Oh, honey, I love this post. First of all, YES - they are beautiful, beautiful names. Second, I am so very proud of you (hope that sounds okay and not condescending) for the journey you made in such a few short paragraphs. And by sharing it you helped me/ us learn too.
Beautiful names for beautiful girls.
That's a nice way to try to think of it. Difficult, I'm sure, but it would be nice to let your memories of them and their lovely names be a positive energy in your life.
This is a lovely post - I'm glad you are in a place where you can think of your daughters being happy.

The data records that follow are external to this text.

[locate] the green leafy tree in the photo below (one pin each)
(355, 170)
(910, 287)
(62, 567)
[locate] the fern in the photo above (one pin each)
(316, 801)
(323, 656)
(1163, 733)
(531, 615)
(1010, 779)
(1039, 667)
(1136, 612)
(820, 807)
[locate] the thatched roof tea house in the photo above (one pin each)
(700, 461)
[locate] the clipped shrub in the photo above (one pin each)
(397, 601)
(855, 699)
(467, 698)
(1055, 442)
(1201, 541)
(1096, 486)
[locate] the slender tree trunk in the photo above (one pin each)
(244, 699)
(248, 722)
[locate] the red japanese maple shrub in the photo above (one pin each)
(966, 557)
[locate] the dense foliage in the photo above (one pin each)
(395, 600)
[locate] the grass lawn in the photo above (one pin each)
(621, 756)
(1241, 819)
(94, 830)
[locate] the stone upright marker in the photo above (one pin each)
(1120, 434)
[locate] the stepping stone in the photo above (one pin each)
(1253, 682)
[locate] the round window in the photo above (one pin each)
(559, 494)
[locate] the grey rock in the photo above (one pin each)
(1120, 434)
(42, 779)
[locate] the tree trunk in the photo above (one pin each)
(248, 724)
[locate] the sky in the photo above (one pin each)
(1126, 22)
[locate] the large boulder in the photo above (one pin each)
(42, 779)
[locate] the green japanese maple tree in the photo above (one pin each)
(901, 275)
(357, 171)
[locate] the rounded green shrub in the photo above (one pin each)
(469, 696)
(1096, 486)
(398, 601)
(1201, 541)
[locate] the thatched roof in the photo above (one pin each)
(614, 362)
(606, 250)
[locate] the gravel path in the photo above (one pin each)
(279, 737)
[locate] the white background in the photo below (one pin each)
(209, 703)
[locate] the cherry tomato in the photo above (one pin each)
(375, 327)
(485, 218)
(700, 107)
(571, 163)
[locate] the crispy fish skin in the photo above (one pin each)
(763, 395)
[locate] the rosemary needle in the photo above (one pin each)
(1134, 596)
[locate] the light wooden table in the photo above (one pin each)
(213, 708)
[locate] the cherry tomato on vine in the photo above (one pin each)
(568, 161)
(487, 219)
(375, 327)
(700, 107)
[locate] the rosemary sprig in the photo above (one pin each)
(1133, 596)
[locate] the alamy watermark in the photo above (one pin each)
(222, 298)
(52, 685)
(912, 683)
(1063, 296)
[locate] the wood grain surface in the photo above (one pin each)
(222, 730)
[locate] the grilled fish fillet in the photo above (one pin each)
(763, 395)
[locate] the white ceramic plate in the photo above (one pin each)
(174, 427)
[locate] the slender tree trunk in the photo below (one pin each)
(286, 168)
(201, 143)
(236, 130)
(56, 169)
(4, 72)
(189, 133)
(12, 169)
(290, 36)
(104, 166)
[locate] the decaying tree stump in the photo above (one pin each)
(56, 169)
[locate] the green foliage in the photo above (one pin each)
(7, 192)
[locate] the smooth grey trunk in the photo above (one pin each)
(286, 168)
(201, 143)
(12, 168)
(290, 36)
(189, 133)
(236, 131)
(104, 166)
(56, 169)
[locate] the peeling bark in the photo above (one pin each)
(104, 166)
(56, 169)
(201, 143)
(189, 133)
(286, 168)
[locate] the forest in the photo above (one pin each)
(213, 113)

And what a great restraint you showed with your friend. I have said true things too hastily that I regretted later - and you avoided that pitfall!
I love the idea of turning the sound of their names from something mournful to something joyful.
Aw, thanks ladies.
I probably shouldn't mention just how often I have those "that is so fucked up" reactions in my brain. In my mind, I show considerable restraint (as in, I think my natural tendency is to be an asshole) but in reality, I am sure I could use more quiet pauses.
Annie, lemme know when you want to go. We'll take your pups. But they have to promise not to pee on my tulips.
duck, I love your insight. Always.
Oh Luz, don't act like you have nothing to do with this...Lindsay might fight me on this, but your first mimosa is on me. I am counting the days...
Amazing post. And they certainly are beautiful names. I'm certain they were also very beautiful babies.
They are beautiful... And so true: they ARE your light and joy. They can be. They want to be.
Wow. I needed to read this today. Just exactly this. The idea that our babies themselves are not the tragedy, not our grief.
Isobel and Jovita are beautiful names. And it's beautiful that they were here.
After your previous "teaser" post, I was waiting for you to write this.
Jukebox story next?
And, I do love their names.
This is seriously one of the most fucking beautiful posts I've read in a long time.
Seriously. It warms my heart to know you are in this place today.
Isobel. Jovita. I am remembering them and saying their names with love. And yours, too.
I love so much that you felt your daughters' spirits. Imagine if they had been there with you, looking out for you, for like 20 years, and you never even knew they were there the whole time. Now you will always know that they are with you, all you have to do is say their beautiful angelic names xxx
I just said their names, with as much love as I could muster, out loud.
This is a beautiful post. :)I love the way you talk about your girls. Their names are beautiful...just beautiful.
Part of the healing process is learning to find joy in them...not an easy task...*Hugs*
They are definitely beautiful names. This is a lovely, inspiring post.
I also really struggle with thinking of my baby as happy or associating happiness with him so I think it's a great leap forward to feel that with Isobel and Jovita, even if it's only sometimes. Their names are beautiful, as I am sure they were too.
What a wonderful way of thinking of this. So glad that you came to this and are able to think of your beautiful daughters in a more positive way and say their beautiful names. Many blessings to you.
Beautiful names. I hope you always feel them with you.
wow, that is so powerful and moving. So beautiful both the names and your words.
i was guided to your blog by my dear friend april at eclectic effervescence. we are always looking for bloggers that are actually really great writers. and you are. there is no question that you can pluck the words right out of your heart. thank you for sharing. and i am so, so sorry for the beautiful little girls that were lost. and i'm am glad for you to be seeking some acceptance in their energy that is still with you. i don't know know you, but please believe me, you are very much in my heart and thoughts.
I totally believe they are there with you.
Huh, the word verification below says: wails.
How beautiful. I hope you continue to remember this and to rejoice in it day to day.
I want to add - just in case you recall that I don't believe in a spirit world - that my first paragraph is sincere. Just because I don't believe doesn't mean it isn't true and if it is only true for you, why not appreciate what that brings?